Not only did GSK withhold the fact that the drugs were ineffective, but they also withheld much more serious information about its side effects. A legal loophole meant that GSK did not have to inform the regulator of the side effects on children from Parexotine. Parexotine’s safety data was not revealed to the regulator because the drug doesn’t have specific market authorisation for use on children. The side effect that wasn’t reported was that Parexotine increased the risk of suicide in children.

 GSK were not legally obligated to report the findings of their safety tests. The pharmaceutical industry, an industry responsible for producing medicine, prioritised their reputation and financial gain over the health and safety of children; children whose doctors had judged needed to be treated with anti-depressants. It might be worth dwelling on that point. Children who needed treatment for issues like depression and panic disorder were prescribed a drug that not only wouldn’t help them, but could increase the risk of their committing suicide, and there were people who knew this, people who could have prevented it.

There are no mysteries surrounding the people who are perpetrating these travesties. In 2010, academics in Toronto and Harvard researched a huge range of drug trials and found that 85% of industry funded drug trials turned up positive results, while government funded trials produced a success rate of just 50%. This is far too large of a gulf to be anything besides manipulation.
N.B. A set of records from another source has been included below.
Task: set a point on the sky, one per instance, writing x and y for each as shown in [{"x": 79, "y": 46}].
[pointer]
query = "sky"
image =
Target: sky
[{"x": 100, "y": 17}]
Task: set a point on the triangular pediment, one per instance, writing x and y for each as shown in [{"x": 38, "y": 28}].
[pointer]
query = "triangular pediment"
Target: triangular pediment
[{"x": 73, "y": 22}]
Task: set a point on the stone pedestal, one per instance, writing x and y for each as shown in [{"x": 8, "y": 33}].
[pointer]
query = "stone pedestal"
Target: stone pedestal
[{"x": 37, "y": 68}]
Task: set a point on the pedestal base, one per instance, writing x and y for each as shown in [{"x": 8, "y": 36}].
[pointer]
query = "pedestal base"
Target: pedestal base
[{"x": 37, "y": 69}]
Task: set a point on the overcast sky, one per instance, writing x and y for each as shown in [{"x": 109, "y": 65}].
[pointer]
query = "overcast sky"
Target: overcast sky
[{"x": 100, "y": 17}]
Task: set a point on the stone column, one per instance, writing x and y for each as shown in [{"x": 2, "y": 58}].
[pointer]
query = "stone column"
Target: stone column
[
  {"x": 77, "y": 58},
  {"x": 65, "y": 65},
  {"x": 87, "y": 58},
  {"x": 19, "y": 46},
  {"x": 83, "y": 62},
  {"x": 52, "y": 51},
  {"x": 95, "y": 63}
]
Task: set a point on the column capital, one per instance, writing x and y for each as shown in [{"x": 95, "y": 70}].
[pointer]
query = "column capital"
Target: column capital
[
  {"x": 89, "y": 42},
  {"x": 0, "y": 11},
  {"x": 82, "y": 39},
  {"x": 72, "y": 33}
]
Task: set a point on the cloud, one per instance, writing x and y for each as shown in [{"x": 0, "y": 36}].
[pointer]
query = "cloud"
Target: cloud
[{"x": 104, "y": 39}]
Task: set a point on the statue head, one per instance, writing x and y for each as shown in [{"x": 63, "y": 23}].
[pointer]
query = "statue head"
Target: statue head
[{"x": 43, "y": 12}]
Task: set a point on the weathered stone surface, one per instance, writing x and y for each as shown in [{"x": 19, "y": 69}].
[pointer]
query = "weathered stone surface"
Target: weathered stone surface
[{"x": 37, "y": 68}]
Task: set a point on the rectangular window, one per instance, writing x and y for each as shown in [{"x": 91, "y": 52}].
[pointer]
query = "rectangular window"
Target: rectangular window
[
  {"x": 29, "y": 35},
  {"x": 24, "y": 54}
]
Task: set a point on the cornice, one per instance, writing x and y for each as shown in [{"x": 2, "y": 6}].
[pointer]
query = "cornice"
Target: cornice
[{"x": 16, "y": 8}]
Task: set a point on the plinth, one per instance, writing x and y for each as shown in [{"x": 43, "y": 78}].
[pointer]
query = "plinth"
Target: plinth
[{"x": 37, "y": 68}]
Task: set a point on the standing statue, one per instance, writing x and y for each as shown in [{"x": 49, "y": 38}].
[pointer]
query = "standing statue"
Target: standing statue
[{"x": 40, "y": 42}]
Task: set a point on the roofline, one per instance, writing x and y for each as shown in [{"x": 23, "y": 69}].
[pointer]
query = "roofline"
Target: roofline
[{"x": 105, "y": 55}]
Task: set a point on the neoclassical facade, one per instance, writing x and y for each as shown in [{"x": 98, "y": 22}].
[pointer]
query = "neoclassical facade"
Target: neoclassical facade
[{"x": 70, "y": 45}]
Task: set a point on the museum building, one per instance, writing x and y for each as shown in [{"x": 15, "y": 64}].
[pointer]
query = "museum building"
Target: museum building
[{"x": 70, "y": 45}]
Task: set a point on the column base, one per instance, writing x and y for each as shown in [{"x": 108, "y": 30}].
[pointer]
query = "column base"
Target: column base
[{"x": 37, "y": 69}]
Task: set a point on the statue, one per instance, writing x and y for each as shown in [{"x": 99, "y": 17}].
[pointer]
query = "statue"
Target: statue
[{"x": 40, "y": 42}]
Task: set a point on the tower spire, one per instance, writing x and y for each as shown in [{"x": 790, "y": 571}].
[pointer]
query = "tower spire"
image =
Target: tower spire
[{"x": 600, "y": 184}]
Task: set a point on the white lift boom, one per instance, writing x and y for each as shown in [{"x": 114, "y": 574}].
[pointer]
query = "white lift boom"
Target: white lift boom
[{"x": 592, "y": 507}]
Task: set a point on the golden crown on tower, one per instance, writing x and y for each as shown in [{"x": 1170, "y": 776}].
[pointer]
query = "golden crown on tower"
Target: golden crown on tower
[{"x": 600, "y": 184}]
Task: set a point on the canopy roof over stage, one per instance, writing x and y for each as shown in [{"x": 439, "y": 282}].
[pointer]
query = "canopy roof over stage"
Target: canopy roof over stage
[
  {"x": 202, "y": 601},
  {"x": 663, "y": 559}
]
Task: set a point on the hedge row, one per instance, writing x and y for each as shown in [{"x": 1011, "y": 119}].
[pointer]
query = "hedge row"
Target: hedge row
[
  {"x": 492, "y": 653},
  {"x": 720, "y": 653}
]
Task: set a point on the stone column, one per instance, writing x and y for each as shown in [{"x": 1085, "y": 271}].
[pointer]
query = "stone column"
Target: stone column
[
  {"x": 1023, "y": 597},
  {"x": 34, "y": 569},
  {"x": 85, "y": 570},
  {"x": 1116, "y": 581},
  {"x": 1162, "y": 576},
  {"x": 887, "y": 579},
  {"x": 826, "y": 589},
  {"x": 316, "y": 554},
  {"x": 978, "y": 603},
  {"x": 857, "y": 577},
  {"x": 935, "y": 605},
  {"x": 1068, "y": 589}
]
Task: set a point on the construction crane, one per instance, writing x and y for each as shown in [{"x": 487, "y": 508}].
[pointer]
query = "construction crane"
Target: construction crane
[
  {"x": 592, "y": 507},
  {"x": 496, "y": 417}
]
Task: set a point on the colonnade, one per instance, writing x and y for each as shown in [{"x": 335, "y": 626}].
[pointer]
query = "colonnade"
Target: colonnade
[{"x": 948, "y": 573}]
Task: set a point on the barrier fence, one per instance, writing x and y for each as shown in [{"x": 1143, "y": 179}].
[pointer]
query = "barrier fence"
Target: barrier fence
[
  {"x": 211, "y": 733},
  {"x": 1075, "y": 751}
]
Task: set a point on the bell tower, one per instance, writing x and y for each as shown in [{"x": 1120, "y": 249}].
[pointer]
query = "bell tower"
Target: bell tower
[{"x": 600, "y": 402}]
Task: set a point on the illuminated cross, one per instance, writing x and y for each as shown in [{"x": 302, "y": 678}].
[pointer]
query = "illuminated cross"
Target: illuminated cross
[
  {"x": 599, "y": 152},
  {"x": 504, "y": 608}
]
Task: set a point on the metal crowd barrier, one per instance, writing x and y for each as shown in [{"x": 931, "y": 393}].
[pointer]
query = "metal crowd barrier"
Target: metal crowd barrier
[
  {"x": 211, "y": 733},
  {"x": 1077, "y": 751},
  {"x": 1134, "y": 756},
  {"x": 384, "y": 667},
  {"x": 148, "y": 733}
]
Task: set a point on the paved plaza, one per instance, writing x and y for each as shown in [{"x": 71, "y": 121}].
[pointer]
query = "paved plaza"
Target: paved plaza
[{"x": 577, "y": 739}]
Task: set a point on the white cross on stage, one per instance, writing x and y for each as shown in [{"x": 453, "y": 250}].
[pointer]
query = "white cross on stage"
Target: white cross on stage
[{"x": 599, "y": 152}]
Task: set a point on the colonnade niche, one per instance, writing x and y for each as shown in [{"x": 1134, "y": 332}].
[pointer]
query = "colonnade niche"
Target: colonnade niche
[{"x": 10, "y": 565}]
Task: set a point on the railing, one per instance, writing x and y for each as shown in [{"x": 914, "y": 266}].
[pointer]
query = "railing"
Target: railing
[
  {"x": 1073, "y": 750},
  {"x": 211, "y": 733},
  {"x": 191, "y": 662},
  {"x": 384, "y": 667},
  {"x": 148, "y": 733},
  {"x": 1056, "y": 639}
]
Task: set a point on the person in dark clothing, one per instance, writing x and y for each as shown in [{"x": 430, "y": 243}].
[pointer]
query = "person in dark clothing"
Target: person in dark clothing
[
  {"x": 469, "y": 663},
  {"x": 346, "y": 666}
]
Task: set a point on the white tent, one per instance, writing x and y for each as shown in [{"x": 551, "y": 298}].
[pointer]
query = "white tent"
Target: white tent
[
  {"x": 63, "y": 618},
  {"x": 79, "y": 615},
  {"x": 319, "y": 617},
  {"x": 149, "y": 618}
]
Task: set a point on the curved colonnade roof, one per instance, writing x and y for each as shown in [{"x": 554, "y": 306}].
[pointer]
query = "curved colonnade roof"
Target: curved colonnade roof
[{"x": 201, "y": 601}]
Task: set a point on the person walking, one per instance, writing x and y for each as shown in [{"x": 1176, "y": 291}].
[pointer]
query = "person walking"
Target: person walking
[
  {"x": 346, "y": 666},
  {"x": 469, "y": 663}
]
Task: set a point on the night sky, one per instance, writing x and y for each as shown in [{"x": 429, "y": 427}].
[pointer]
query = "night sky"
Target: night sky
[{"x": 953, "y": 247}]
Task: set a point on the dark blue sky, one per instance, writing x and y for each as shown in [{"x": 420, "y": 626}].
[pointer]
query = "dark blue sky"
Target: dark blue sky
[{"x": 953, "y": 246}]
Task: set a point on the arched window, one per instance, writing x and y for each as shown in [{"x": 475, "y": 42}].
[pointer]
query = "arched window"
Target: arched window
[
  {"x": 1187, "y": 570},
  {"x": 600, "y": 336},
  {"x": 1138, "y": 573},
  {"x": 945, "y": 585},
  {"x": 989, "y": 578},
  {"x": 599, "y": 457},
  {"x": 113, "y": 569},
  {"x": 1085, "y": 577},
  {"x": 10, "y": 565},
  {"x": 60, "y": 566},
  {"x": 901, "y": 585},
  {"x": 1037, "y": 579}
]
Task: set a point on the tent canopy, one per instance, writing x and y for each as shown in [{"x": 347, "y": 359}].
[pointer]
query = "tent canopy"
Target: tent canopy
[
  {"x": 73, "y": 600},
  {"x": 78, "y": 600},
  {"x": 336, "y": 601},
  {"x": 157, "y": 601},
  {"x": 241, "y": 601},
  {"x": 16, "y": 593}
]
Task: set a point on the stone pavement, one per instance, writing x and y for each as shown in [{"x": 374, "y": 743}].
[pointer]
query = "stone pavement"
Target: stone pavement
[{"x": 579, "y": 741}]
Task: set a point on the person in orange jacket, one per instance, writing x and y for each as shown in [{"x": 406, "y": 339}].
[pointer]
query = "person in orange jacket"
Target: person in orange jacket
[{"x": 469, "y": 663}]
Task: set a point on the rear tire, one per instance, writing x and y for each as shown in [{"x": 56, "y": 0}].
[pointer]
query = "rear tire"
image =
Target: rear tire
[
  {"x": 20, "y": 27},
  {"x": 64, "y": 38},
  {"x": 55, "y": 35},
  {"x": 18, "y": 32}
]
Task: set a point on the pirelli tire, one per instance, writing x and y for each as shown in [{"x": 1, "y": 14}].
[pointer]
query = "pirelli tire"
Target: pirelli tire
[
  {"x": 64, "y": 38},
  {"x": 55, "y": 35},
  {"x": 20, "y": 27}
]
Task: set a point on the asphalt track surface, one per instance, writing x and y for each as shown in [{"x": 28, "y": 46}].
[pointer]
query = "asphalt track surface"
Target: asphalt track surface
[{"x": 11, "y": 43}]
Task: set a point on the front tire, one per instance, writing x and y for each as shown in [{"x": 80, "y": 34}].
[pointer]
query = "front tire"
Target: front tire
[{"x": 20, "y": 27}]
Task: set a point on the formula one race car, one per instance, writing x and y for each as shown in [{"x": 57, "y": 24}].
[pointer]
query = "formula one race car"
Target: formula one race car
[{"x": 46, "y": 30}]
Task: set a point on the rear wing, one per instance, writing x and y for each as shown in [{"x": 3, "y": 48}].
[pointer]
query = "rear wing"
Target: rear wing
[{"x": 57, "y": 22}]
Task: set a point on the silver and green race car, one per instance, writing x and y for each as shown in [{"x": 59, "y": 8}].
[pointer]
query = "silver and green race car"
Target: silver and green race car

Besides the fact that researchers are free to bury any negative results and at times academics and researchers are even contractually obliged to maintain secrecy, there are also other ways in which these trials can be manipulated. Researchers can watch results as they come in, intervene at any point and even test their drug against other drugs that they know do not work. This isn’t the way in which science or medicine production is supposed to work.

The pharmaceutical industry can only be trusted to act in its own financial interest. This is a fact about businesses that is generally accepted in society, but there has always been an implicit assumption that the production of medical drugs was regulated and designed to ensure the health and safety of the patients that will eventually be prescribed them. Private industry cannot even be trusted to inform doctors of an extremely harmful side effect for a drug being prescribed to children. The case of the pharmaceutical industry would seem to be yet another argument against the privatisation of NHS services. The consequences for allowing market and capital to take priority over social responsibility can be truly catastrophic.